In my “idealistic” dream tool design handover is not needed anymore, whenever the design is changed it automatically reflected into the front-end code and vice versa. To be honest I don’t have much experience with tools like Framer or Webflow which promise of achieving something like this but with the rapid evolution of front-end framework trends, I’m sceptical that any of these tools will be able to keep up and deliver on such promises. And they can be seamlessly integrated into any modern development process without creating new and unnecessary maintenance and changes in the development pipeline.

And let’s not forget about our developer friends. They will surely add a lot of framework-specific extra attributes, elements like *ngFors v-fors all over our generated HTML. They will remove all our placeholder elements and put loops everywhere “destroying” our well crafted and representative state of our screens. Let me ask the question: How these changes should be reflected back into your design?

Also, how can we showcase to our clients our awesome solution to that nasty edge case what would need 16 duplicated artboard in a Sketch prototype, with these new “design to code” software?

I don’t know the answers, maybe I just lack the experience, so please feel free to share yours if you have any and I also promise when I find the time to mess around with them more I will update this article (or write a new one).

Conclusion

Unfortunately, I don’t have the “correct answer”, I’m not able to share the best practice or talking about revolutionary new industry standard. I also struggle in my work to find the balance and the most effective way to support my two roles in my own team.

As a well-experienced developer, I like better writing the front-end code myself and let my colleges fill the rest more “back-endish” stuff (states, services etc.) I also like to build SCSS system on my own with clever mixins and multiple variables to help to maintain both the codebase and the visual consistency in the long run.

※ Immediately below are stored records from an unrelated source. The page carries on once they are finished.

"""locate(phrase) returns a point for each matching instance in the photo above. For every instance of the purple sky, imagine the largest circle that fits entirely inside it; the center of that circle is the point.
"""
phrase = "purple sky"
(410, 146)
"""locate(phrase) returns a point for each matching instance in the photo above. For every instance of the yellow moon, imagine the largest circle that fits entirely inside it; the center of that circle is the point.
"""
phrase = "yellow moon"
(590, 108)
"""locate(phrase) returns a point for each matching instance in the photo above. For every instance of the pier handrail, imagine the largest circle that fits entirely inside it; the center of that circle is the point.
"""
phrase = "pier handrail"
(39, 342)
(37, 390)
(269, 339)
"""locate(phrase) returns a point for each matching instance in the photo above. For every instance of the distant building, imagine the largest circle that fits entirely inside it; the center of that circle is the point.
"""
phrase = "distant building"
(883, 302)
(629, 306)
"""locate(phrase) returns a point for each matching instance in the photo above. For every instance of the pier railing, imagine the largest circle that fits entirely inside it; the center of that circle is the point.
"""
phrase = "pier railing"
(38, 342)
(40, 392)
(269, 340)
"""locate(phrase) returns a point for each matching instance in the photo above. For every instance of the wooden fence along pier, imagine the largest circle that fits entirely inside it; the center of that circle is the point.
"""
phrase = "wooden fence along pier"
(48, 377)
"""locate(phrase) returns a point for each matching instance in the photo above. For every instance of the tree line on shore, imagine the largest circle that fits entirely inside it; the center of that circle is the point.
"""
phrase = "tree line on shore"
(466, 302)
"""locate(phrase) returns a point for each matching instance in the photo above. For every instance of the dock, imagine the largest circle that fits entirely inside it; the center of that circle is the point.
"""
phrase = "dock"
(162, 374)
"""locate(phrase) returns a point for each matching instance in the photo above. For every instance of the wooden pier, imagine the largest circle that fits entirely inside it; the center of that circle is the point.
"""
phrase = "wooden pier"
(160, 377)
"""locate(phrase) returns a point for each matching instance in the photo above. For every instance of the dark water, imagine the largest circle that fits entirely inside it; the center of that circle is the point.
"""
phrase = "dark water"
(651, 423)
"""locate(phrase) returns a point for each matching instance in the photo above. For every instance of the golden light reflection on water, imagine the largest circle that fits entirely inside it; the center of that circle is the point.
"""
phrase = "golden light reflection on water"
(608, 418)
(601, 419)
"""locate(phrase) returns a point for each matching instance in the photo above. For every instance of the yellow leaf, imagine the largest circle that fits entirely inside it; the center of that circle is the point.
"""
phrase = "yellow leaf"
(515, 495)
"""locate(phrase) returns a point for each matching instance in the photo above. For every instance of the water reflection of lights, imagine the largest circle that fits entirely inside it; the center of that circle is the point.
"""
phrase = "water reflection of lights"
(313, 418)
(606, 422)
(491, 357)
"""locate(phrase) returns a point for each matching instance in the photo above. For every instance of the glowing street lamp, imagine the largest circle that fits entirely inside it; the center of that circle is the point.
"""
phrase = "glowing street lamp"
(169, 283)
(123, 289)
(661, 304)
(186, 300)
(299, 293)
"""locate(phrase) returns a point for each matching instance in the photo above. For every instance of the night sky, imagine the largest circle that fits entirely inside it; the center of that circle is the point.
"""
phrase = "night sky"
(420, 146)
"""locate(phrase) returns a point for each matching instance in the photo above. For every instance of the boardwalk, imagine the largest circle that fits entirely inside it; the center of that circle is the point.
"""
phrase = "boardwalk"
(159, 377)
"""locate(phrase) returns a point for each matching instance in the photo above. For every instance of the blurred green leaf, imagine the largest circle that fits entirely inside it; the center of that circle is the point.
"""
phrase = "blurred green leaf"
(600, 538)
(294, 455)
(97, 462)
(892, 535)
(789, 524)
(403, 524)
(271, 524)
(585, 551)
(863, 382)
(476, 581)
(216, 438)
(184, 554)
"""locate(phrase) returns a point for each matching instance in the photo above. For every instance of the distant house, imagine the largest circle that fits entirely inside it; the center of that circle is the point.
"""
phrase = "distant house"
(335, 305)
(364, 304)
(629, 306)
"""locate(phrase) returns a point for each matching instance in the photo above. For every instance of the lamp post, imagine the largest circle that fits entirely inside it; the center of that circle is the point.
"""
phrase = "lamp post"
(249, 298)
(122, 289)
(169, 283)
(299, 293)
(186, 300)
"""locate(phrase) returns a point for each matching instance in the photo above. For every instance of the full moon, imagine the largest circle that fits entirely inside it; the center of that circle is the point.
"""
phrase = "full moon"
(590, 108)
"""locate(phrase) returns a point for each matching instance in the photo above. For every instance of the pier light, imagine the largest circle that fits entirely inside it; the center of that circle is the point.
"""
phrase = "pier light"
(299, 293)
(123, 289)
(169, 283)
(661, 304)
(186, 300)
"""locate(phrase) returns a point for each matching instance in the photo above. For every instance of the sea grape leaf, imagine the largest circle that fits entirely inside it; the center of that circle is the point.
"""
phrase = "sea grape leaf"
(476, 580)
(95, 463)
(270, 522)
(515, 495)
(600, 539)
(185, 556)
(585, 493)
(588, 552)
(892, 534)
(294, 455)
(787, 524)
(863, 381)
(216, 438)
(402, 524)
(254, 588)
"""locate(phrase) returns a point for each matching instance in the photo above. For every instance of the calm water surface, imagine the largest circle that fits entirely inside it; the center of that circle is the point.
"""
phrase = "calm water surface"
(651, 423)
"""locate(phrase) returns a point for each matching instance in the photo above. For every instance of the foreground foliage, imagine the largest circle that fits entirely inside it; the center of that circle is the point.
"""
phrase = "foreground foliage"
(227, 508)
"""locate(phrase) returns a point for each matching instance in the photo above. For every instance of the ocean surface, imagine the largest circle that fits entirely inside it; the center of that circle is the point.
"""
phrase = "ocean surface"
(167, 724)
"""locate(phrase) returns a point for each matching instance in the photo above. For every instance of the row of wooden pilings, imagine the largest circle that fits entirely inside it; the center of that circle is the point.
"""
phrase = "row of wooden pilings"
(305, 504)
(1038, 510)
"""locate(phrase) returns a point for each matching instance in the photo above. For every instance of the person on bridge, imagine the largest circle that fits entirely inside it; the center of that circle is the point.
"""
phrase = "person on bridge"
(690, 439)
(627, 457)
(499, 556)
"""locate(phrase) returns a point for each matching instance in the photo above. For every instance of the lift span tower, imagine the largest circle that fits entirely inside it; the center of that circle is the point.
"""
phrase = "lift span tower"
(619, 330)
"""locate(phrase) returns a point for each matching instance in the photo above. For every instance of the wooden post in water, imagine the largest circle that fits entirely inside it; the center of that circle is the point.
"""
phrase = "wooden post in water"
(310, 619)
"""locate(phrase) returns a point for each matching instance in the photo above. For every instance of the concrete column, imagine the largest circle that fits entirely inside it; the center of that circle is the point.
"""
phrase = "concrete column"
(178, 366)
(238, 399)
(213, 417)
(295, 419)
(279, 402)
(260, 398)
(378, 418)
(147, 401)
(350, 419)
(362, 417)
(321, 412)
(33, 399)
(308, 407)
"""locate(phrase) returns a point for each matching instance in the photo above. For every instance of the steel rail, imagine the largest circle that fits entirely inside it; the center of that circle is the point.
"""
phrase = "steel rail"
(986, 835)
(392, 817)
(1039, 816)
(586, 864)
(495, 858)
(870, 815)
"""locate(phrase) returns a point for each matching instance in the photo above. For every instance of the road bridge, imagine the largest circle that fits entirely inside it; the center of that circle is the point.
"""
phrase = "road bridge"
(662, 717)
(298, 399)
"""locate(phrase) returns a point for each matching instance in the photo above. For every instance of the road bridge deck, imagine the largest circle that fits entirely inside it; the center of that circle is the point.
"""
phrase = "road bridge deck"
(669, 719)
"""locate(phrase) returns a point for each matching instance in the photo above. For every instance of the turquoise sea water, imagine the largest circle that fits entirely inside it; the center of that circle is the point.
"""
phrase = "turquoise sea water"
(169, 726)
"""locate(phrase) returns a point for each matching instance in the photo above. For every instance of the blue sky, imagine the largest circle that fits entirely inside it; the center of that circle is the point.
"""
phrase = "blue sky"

On the other hand, when I design, I need the freedom of Sketch. Quickly grouping stuff together, rearranging the whole screen multiple times, creating multiple layouts, iterate quickly and with a few clicks — and many duplicated artboards — create inVision prototypes to help me back up our ideas when I explain them to our clients.

With the upcoming web components and microframeworks, a lot could change in the future, but currently, I don’t see any viable next-gen tools what could drastically change our ways of designing. I believe we need close collaboration between the designer and developer community to work out new solutions, maybe new technologies that can seamlessly integrate into a typical development pipeline, and will bring the design process to a whole new level in the future.